A Wiktor czasami musi latać dwumiejscowym samolotem szkolno-bojowym L-39. Może to być zadanie polegające na utrzymaniu umiejętności latania, czyli regeneracji po przerwie, lub inne zadania specjalne, w których wystarczające będzie wykorzystanie tego typu statków powietrznych.
Wiktor poleciał ze swoim bratem na jedną z takich misji. Patrząc w przyszłość, powiem, że ten przypadek jest wyjątkowy w historii lotnictwa i prawdopodobnie nie ma analogii w światowej praktyce!
Zadanie zostało zakończone. Wracając do bazy, piloci znaleźli się w dość nieprzyjemnej sytuacji – kokpit samolotu rajdowego został staranowany przez… bociana. Światło w kabinie zostało wyrzucone, ale zadziałała tylko pierwsza katapulta. Fotel Victora pozostał na swoim miejscu… Natychmiast przejął kontrolę nad samolotem, wyrwał się z niebezpiecznej sytuacji i kontynuował lot bez światła w kokpicie i jak się później okazało… bez brata nie przeżył. .

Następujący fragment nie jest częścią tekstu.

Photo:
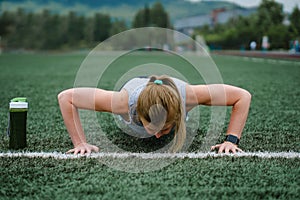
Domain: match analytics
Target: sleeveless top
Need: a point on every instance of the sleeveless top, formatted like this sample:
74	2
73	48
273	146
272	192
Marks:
134	87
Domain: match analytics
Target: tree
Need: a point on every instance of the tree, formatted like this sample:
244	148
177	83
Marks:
158	16
295	20
269	13
102	25
155	16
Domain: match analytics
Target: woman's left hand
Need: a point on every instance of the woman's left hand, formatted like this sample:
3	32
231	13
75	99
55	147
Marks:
226	147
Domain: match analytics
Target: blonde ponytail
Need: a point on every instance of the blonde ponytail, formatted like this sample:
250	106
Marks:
161	92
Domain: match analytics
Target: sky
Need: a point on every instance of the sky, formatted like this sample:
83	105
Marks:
288	5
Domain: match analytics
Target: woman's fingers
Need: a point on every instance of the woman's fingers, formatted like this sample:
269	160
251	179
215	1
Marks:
226	147
83	149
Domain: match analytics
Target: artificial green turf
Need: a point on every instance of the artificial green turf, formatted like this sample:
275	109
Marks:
211	178
273	125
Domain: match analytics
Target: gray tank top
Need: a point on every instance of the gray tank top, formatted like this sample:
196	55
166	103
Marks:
134	87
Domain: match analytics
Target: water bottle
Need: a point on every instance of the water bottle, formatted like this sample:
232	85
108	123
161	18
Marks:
18	108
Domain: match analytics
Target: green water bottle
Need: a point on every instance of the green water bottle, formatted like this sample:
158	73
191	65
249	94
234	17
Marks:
18	108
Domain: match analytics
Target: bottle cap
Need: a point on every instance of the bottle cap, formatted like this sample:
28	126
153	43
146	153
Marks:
18	103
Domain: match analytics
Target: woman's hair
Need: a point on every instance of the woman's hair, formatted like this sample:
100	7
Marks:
160	103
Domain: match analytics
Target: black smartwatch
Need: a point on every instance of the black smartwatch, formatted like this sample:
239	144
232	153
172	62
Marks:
233	139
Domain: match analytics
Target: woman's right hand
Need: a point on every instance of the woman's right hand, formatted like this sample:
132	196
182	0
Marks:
84	148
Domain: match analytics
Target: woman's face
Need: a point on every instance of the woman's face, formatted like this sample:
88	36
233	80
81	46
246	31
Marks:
158	131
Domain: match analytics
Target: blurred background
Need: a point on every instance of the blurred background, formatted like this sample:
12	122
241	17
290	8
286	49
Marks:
64	25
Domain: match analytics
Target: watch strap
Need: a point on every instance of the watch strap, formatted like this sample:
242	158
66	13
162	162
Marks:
232	138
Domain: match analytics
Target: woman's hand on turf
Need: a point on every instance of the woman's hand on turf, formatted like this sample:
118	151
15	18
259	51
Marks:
226	147
84	148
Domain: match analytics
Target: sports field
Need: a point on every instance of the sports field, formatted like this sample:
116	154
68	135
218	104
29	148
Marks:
270	168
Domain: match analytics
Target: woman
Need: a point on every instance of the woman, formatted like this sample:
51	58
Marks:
155	106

Zawód latania jest nie tylko romantyczny, ale i niebezpieczny, każdy szczegół jest ważny. Najważniejsze, żeby nie stracić koncentracji w krytycznym momencie. W tej trudnej sytuacji doświadczony pilot-nawigator wykazał się stalową wytrzymałością i wylądował na najbliższym lotnisku.

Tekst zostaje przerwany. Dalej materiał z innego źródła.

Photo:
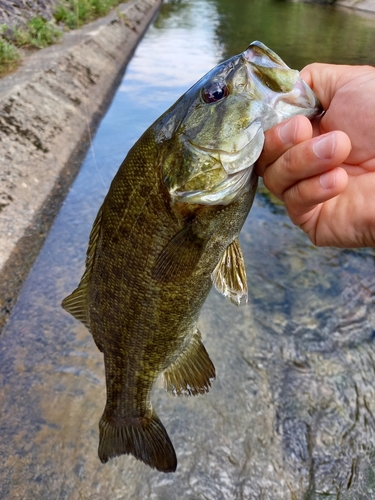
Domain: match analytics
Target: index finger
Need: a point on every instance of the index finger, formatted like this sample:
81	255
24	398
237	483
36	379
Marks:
281	138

Jest to trudne nie tylko w niebie, ale i na ziemi. Świt w Starokostiantynowie już trzeci pełnoprawny rok mija już zwykle przy akompaniamencie syreny…
Wojna uczyniła z miasta dość znane centrum dzielnicy. Starkon, bo tak w skrócie nazywa się miasto, przetrwał bezprecedensowy atak rakietowy i dronowy Rosjan.
Co więcej, lokalna brygada lotnictwa taktycznego Sił Powietrznych dobrze wypiła krew Putina, ponieważ skutecznie uderzyła w tyły agresora na okupowanym terytorium, uwolniła Żmiiny, zniszczyła dowództwo rosyjskiej Floty Czarnomorskiej, a nawet zatopiła kilka jej statków .
Jak podała ArmiyaInform, pilot ukraińskiego Su-24M powiedział, że on i jego koledzy zapisują się do pracy nad wrogim Storm Shadow.